OK, that's enough, I'm starting to get sick.
Dear BWA: Why do you keep criticizing the NASCAR Hall of Fame before it's even opened? It's being built! Deal with it and get on board. -- Jimmie Johnson Fan
Dear J.J. Fan: I'm not against a NASCAR Hall of Fame, I just think the timing is all wrong, and I foresee taxpayers having to pony up money to cover the museum's losses (in addition to the "extra" $32 million being handed over now for spiffier exhibits). Let's face it, NASCAR is past its peak, and, considering our current national fuel and money problems, it's not going to pick up soon, if ever. If racing fans can't come to the races, they're not likely to spend even more money they don't have to come into town to a museum. I strongly believe that when you realize at the last minute that your plans were a mistake, it's time for a last-minute change of plans. The NASCAR Hall is an obvious white elephant -- a big, embarrassing albatross around Uptown's neck -- waiting to happen. If it were up to me, which of course it isn't, I'd dump the project, find another use for what's been built so far, and let the lawyers figure out the details of the break-up.

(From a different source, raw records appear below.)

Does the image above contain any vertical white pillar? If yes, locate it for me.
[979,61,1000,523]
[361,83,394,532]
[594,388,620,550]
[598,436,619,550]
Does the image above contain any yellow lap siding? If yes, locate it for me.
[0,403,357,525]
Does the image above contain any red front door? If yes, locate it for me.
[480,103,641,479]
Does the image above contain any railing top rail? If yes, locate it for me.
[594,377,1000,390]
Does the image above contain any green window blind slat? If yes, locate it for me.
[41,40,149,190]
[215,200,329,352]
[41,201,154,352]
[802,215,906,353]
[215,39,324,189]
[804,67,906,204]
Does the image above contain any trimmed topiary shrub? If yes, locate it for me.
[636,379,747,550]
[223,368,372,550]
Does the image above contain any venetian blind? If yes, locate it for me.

Dear BWA: Hey, anything else you'd like to tell everyone about? -- Just Curious
Dear J.C.: Yes, and it's about Charlotte-Mecklenburg Schools administration. If they really want to gain more public confidence -- and at this point, that's a tall order -- Superintendent Peter Gorman & Co. should spend less time futzing around with teachers who've screwed up on Facebook, and, instead, publicly oppose the recent attempt by the school board's three GOP members to screw much of the black community out of its representation on the board. Of course, it's easier to pose as leaders while smacking down someone lower on the totem pole than to confront the racists at the top of the heap.